Kathleen Valentine (9 page)

Read Kathleen Valentine Online

Authors: My Last Romance,other passions

I feel like a narwhal sometimes—neither one thing nor another. A wife who has a lover, a mistress who loves her husband, following an instinct I do not understand.
"Stash," I whisper as he lies on top of me still trembling from his release. I lace my fingers through his thick curls now damp and wildly tangled. "Stash, I need to tell you something. Something I can’t believe myself."
He lifts his head and shifts off of my body, drawing the sheet up over my breast. His eyes are soft and bleary with sexual excess. "Tell me anything," he whispers.
"Stash." My voice shudders as I pronounce the words I never realized my longing for. "I think I’m pregnant."
He smiles and presses a kiss into my hair. "Good."
I am trembling uncontrollably now, now that the longed for words have finally been spoken. My throat clenches and my eyes burn. "I’m scared, Stash, I don’t know if it is yours or my husband’s."
He strokes my face softly. "You want it, don’t you? Whether it’s mine or his? You still want it."

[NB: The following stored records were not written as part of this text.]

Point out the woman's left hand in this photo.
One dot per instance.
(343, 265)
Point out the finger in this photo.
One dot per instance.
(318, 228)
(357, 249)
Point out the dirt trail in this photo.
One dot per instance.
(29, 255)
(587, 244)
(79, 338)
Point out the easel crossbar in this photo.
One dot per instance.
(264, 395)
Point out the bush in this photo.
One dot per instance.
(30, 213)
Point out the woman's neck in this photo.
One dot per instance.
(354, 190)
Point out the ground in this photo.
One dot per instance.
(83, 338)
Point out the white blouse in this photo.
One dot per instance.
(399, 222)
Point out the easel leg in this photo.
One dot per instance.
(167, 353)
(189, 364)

I nod. "Oh, yes, I most definitely want it."
He rolls onto his back lifting me against him to lie half on top of him in the narrow, rumpled bed. He caresses my face and throat and shoulders with his big hands smiling and watching me with eyes so sweet. "Then I’ll do whatever you say, Christine. I’ll marry you or I’ll go away and never see you again or I’ll stay here and be whatever you want me to be. I love you, Christine, and I already love your baby no matter who is responsible for it."

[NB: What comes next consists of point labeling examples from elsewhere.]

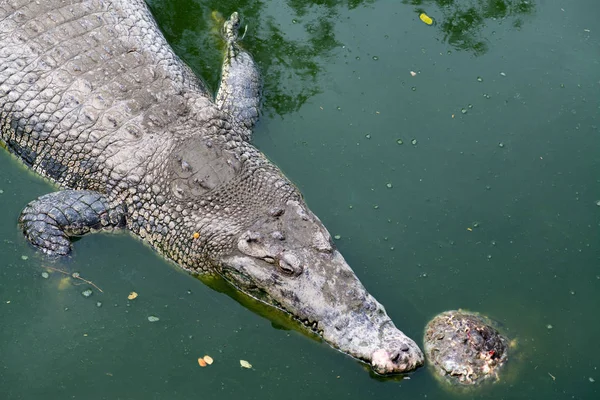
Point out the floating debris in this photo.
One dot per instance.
(64, 283)
(425, 18)
(465, 348)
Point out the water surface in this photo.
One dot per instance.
(492, 209)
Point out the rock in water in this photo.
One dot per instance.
(464, 348)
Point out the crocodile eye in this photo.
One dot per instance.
(290, 269)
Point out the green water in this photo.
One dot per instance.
(492, 210)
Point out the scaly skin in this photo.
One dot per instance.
(93, 97)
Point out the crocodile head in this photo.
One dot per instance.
(286, 258)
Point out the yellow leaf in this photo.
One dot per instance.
(425, 18)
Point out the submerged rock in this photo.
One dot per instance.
(464, 348)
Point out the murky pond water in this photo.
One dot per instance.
(474, 183)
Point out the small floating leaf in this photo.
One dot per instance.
(425, 18)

I rest my head on his chest. "It seems so ironic after all these years..."
He lifts my chin and looks into my eyes. "Then I’ll be her father, or her dottering old uncle, or a character in a fairy story you tell at bedtime." His eyes flicker with the years of facing life head on. "You know," he says softly, "I knew you were going to get pregnant."
I stare at him my mouth opening but no words coming out.
"The mermaids told me," he says with a chuckle. "I just hoped it would take a little longer."
"Why?" I blurted.
"Why?" he laughed out loud. "So I could have the extraordinary joy of working at it a little longer. A woman like you comes along once in a man’s life if he is very lucky and I had nearly given up waiting."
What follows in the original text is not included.